PUKALANI – Through years of participating in the school’s play productions and as avid members of the drama club, five seniors marked the last night of their high school theater career.
Seniors Rachel Bega, Hōkū Krueger, Kamalani Makua, Mason-Mahoe Pellazar, and Kalani Ruidas took the stage for the final time during the last showing of the schools’ drama club production called Our Time held in Keōpūolani Hale on March 3, 2012.
“I’m definitely going to miss all of the backstage memories and getting to know all of the castmates,” said Bega, who has participated in the school’s plays since her freshman year.

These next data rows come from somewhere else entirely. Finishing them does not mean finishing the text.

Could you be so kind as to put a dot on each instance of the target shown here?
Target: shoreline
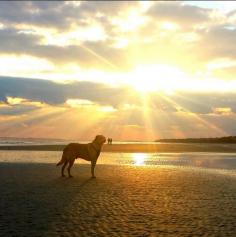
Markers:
(135, 148)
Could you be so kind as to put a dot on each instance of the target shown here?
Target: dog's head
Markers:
(100, 140)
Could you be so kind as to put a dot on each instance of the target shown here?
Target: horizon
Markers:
(133, 71)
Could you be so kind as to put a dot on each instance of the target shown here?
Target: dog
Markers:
(89, 152)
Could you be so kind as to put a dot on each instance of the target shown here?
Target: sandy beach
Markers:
(121, 201)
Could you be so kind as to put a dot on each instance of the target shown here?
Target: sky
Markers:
(133, 70)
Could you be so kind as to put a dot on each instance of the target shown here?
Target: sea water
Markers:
(209, 160)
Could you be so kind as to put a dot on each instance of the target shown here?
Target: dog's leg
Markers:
(63, 167)
(93, 164)
(71, 162)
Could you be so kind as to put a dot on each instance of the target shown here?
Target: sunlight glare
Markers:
(139, 158)
(150, 78)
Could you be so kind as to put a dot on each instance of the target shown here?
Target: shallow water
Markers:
(226, 161)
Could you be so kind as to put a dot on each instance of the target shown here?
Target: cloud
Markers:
(178, 12)
(54, 93)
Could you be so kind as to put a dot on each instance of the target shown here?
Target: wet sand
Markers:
(122, 201)
(159, 147)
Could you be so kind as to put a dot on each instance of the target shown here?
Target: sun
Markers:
(154, 78)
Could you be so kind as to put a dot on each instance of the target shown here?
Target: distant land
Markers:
(229, 139)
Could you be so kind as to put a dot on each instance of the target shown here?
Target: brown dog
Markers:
(89, 152)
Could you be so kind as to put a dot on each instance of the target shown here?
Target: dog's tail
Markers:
(62, 161)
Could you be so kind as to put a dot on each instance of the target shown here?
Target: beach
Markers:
(124, 200)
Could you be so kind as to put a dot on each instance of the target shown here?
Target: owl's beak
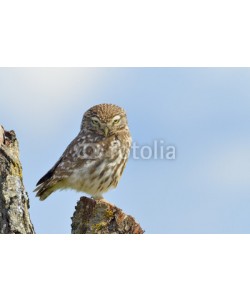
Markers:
(106, 131)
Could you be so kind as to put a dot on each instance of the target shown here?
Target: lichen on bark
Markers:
(14, 200)
(100, 217)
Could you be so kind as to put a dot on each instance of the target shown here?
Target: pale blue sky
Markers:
(204, 112)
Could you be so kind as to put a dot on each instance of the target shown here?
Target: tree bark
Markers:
(101, 217)
(14, 201)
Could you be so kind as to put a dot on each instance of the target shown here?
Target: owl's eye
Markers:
(95, 122)
(117, 121)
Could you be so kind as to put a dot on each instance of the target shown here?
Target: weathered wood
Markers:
(101, 217)
(14, 201)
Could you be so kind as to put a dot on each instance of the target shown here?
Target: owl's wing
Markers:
(63, 168)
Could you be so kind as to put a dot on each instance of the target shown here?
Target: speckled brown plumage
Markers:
(94, 161)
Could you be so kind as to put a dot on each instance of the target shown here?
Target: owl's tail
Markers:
(44, 190)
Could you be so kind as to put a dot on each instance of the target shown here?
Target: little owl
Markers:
(94, 161)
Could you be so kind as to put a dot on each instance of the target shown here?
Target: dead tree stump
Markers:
(100, 217)
(14, 201)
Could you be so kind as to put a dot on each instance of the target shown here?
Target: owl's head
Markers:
(104, 119)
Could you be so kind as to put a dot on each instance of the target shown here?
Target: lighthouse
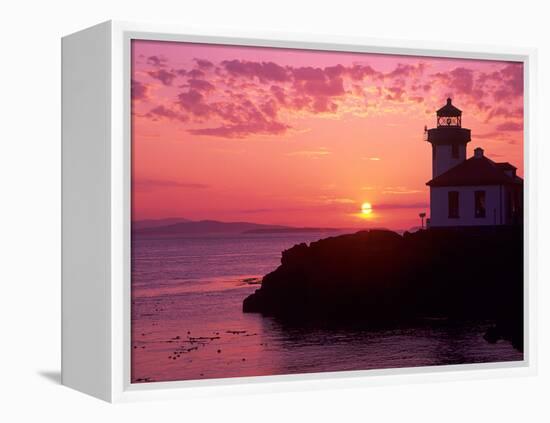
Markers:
(448, 139)
(473, 191)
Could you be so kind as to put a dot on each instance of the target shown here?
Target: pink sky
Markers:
(304, 137)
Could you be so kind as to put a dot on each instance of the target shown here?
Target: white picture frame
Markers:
(96, 213)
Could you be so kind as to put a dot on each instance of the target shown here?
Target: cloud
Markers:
(150, 184)
(156, 61)
(204, 64)
(240, 98)
(200, 85)
(163, 112)
(163, 76)
(139, 90)
(320, 152)
(392, 206)
(263, 71)
(242, 130)
(510, 126)
(399, 190)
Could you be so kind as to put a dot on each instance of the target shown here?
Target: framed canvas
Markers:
(254, 212)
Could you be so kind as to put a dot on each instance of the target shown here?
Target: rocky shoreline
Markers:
(378, 277)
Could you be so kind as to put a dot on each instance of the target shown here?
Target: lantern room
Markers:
(449, 116)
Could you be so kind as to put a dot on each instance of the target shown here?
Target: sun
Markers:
(366, 208)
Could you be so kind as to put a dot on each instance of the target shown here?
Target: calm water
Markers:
(187, 321)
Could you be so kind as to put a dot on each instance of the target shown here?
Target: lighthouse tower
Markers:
(448, 139)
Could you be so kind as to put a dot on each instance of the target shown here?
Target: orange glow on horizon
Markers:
(301, 138)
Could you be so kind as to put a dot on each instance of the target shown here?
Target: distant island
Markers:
(173, 227)
(380, 278)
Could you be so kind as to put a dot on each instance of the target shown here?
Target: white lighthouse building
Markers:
(473, 191)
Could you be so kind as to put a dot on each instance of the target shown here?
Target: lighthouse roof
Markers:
(449, 109)
(477, 170)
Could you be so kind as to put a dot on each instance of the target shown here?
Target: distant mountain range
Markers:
(180, 226)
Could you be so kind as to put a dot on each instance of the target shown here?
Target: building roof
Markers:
(506, 166)
(449, 109)
(476, 171)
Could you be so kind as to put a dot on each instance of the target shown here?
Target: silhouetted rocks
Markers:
(379, 277)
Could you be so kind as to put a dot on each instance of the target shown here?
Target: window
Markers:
(479, 201)
(453, 204)
(455, 151)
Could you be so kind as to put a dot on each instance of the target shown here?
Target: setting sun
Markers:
(366, 208)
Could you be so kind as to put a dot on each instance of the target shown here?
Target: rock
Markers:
(379, 277)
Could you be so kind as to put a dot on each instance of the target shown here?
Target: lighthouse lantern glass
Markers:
(448, 121)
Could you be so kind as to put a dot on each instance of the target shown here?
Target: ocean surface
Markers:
(187, 319)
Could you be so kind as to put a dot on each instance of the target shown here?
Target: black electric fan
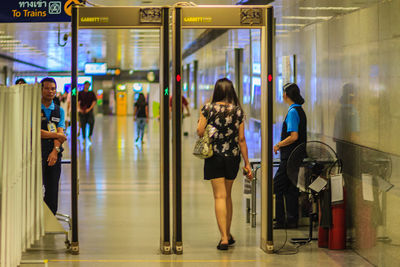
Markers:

Pellazar said he will miss being around the cast the most. “They’re just like family,” he said. It was his second year being a part of play production, and he wished he could have done more. “I feel almost regretful that I had not started doing plays [in] my freshman year,” he said.
The crowd that night was one of the “larger ones” in comparison to the three other times they performed, Pellazar said. Seeing the audience’s reaction and hearing them laugh, “makes me feel better on stage,” he said.
With more experience, the seniors were leaders and good examples for the underclassmen during the months of rehearsing.
“I think the younger kids look to the seniors to set an example of how the drama club is,” Ruidas said. “The way we lead is fun, and we led without being mean.”
The seniors had a greater responsibility than the other cast members in this play “because [as seniors] they’re role models,” director Ms. Alexis Dascoulias said.
Junior and cast member James Krueger, who has been in two play productions, said he will miss this year’s seniors. “I’m going to miss the life they bring to the show and how they’re always teaching us something,” he said.
Ms. Camille Romero, who has been Kamehameha School’s plays director in the past, sat in on the cast’s final performance. This year, Romero was able to watch the performance from the audience’s stand-point which was “much more relaxing and enjoyable,” she said. “They’ve [the seniors] grown so much,” from when she first worked with most of them as freshmen, she said.
All five seniors hope to somehow continue acting in some way after high school, whether through community theater or at college.
“I really do hope to continue acting because it’s what I care about. Theater has changed my whole life. It made me comfortable being myself,” Krueger said.
As the seniors near the end of the school year, Ruidas hopes that the drama club will expand next year. She said she hopes that “everyone who was watching tonight’s play, [could] see how not scary it is.”
For the upcoming students in theater, Bega advises four key points to ensure a great show for the audience. “Focus, energy, volume, and articulation. That’s all I got to say,” she said.
Kealii mossman • Mar 7, 2012 at 3:55 pm
Good job, seniors! I will definitely miss seeing you all on stage. Best wishes in your future dramatic endeavors.